House debates

Monday, 23 March 2026

Bills

Treasury Laws Amendment (Genetic Testing Protections in Life Insurance and Other Measures) Bill 2025; Second Reading

7:12 pm

Photo of Julian HillJulian Hill (Bruce, Australian Labor Party, Assistant Minister for Citizenship, Customs and Multicultural Affairs) Share this | Hansard source

Well, friendly reflection. While I don't think we need to reach for gender based insults, stereotypes or pejoratives, I've certainly never argued middle-aged white men ought to determine such policy. But the experience of my daughter, someone who would be directly impacted by this policy, is more relevant than any older politician, regardless of their gender.
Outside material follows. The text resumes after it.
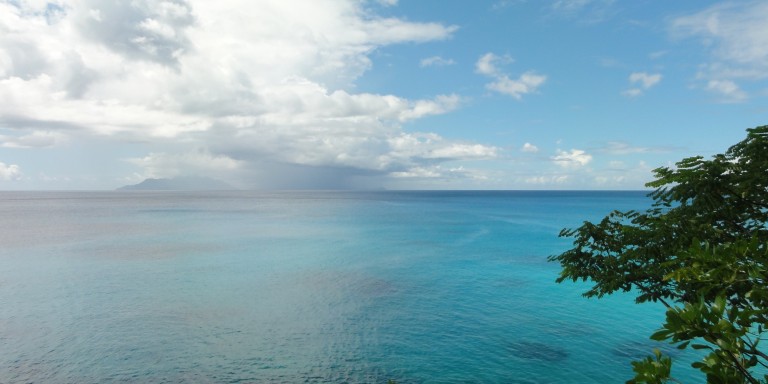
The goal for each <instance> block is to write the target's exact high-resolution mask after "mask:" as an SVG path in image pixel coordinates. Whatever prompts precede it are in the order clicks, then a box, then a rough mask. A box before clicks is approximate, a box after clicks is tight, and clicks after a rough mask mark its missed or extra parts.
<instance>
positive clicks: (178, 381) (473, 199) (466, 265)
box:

I'd also note Senator Michelle Ananda-Rajah's comments where she raised very strong and sensible concerns that there are more effective forms of contraception these days. The pill, I think, is about 92 per cent effective—so, eight in 100 cases, there's the baby. I won't tell the story of how my daughter was conceived in the Hansard, but it had something to do with the pill. If you take one every second day, it's not very effective. That's a tip for young players. But we were on holiday. There you go. I told the story. The world needed to know that. Ninety-nine per cent of IUDs are effective. So there are other safer mechanisms out there. It's not for me or any politician to say to young women or, indeed, young couples and young men, if they want to pursue male contraceptives, what the right option is, but I passionately believe it is the safest thing to do for Australians to ensure that there's a proper medical consultation where people consider all the options and we don't have the commercial conflict of interest of a pharmacist writing a script and then profiting from dispensing the script. I say that very genuinely.

The Commonwealth has announced, as the dominos have fallen, that the government will ensure concessions are available to support pharmacy prescribing of contraceptive pills, and that is a logical position. There is little else you can do once the states have decided to do this but extend the concessions for concession patients. I mean, it's just a ridiculous situation that you'd be paying full price for people who should be getting a concession with a valid prescription.

I'll just conclude on this. I know it was done in good faith; I really do, but I do encourage all of the states and territories that are looking at this or intending first-time prescriptions to restrict it to repeat prescriptions only. This is an area to make haste slowly, if I can say that myself. I'll give the member for Calwell the choice of whether he wants me to add further contributions to the Hansard or give him the five minutes now.